OPEN THE CAGE? EMERSON’S panicked gaze swung to the glass-enclosed tank that held the anaconda. Over the past days the snake had stayed hidden amid the thick plants and shallow water basin in the stone floor, but it was out now, butting against the glass, tongue flickering, slitted eyes dilated. It looked pissed. It looked dangerous. And she was terrified of snakes. She hated them. But she loved Macey. Loved him. Trusted him.
The sirens and music were blaring through the cave. Red lights were streaking through the room. It was disorienting, as she was sure it was meant to be.
She scrambled across the room, shaking, shuddering. The anaconda was huge. If it managed to wrap around Macey rather than Pierce Landry, then he would be dead.
Snakes had no loyalty. They couldn’t be trained. They were driven by instinct, nothing more. It wouldn’t know to attack Landry rather than Macey.
“The cage. Now!”
Her gaze swung to Macey where he struggled with Landry for possession of the gun. The other man still had it clenched in his hand, fighting to bring it around to bear on Macey.
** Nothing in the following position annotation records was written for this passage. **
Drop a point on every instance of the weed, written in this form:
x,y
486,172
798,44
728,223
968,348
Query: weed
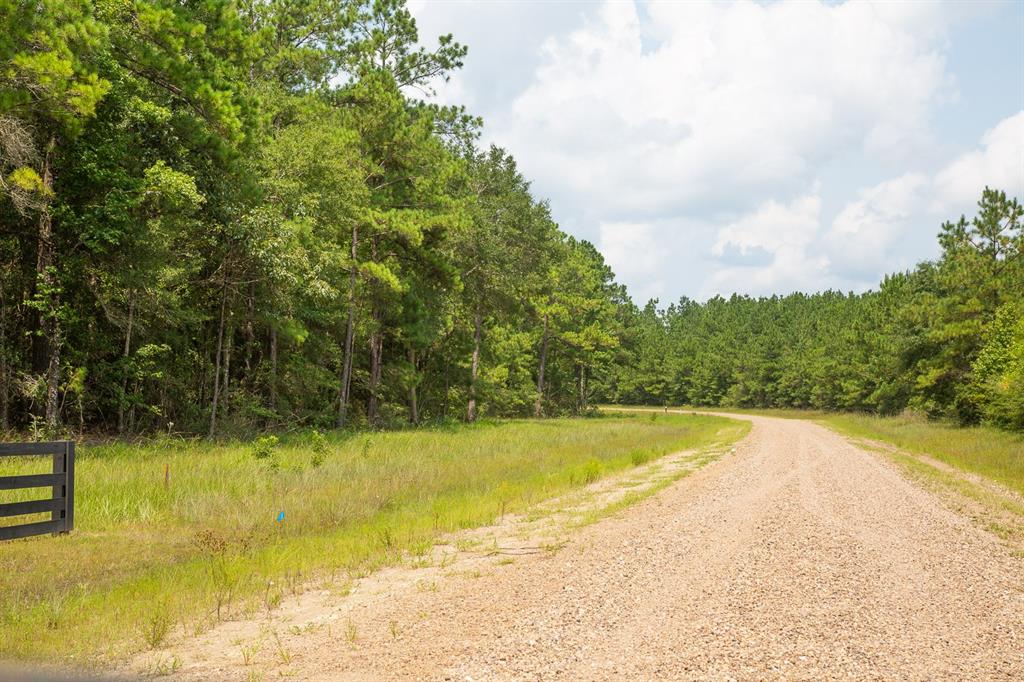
x,y
249,652
271,597
284,656
317,443
262,448
165,667
208,546
351,634
158,626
Her gaze swung back to the snake. It was pressing against the seam of the glass door, butting against it, demanding its freedom. Emerson imagined she could feel the rage pouring from the creature.
Macey had warned her that the anaconda hated guns. Hated them so much that he had to keep them in a specially designed safe and he couldn’t carry one himself within the basement because of the snake’s instinctive need to kill whoever or whatever carried the weapon.